Exclusive-U.S., Cuba to hold high-level migration talks in Washington

The meeting comes at a time when Biden’s administration is grappling with rising numbers of migrants attempting to cross the U.S. border from Mexico, with Cubans making up a growing portion of them.

Tensions between Washington and Havana over the Cuban government’s crackdown on protests, continuing American sanctions on the Communist-ruled island and other issues have made it difficult for the countries to cooperate on challenges such as irregular migration.

Leading the Cuban delegation will be Deputy Foreign Minister Carlos Fernandez de Cossio, two sources said, speaking on condition of anonymity. The delegation is expected to meet with senior officials of the U.S. State Department and other agencies.

The United States wants Cuba to take back more deportees from among the record numbers of Cubans arriving at the U.S.-Mexican border, according to a U.S. official and another source, speaking on condition of anonymity.

Cuba has said it supports legal, orderly and safe migration. It blames the United States for the uptick in irregular migration, saying Cold War-era sanctions and a decision to close the American consular section in Havana encourage Cubans to seek riskier routes off the island.

The State Department last month said it would again begin processing some visas for Cubans in Havana to start reducing the backlog after a four-year hiatus, but progress has been slow.


“We have seen a significant increase in irregular Cuban migrants to the United States, both via land and maritime routes,” a State Department spokesperson said. “Cubans currently rank the second-largest group arriving to the United States’ southwest border.”

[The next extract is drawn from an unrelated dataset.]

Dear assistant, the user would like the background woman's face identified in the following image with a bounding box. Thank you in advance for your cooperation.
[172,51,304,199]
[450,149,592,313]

The spokesperson, who asked not to be named, declined to confirm the planned meeting but said “we regularly engage with Cuban officials on issues of importance to the U.S. government, such as human rights and migration.”

Thursday’s planned talks appear to be at a higher level than known formal contacts since Biden took office in January 2021.

The Cuban government did not immediately respond to questions seeking comment.

The talks are scheduled to be held just a day after U.S. Secretary of State Antony Blinken and regional counterparts are due to wrap up a conference on migration in Panama. Cuba is not due to attend that conference.

A record number of migrants attempted to cross the U.S.-Mexican border during Biden’s first year in office. American officials are preparing for even higher numbers this year.

Amid Cuba’s faltering economy, after Nicaragua lifted visa requirements for Cubans in November, many dropped everything, sold their homes and took a flight for Managua, with hopes of joining the mainland “migrant highway” north through Central America to the United States.

Nicaragua, a close regional ally of Cuba, said the move was intended to promote commercial exchange, tourism and humanitarian family relations.

Initial fervor has been followed by frustration as the United States has undertaken a regional effort to curb border crossings.

The number of Cubans apprehended at the U.S.-Mexican border reached 16,531 in February, the highest single-month total on record, according to U.S. Customs and Border Protection data. The seven-day average of Cubans encountered at the border rose from about 600 on Feb. 26 to 1,300 on April 16, internal U.S. statistics showed.

Even as the United States and Cuba prepare to re-engage on migration, Biden administration officials are mindful that any easing of restrictions on Cuba could lead to political fallout from conservative Cuban Americans, a key voting bloc in south Florida.

Former President Donald Trump rolled back a historic rapprochement that his predecessor Barack Obama oversaw between the United States and its old Cold War foe.

Biden, who served as Obama’s vice president, promised during the 2020 U.S. election campaign against Trump to re-engage with Cuba, and many in both countries expected he would reverse some Trump-era restrictions. Biden instead imposed fresh sanctions on Cuban officials in response to Havana’s crackdown on protesters following widespread marches on the island last July.

Thousands of people took to the streets of Cuban cities, voicing anger over shortages of basic goods, curbs on civil liberties and the handling of the COVID-19 pandemic by authorities. Some called for political change.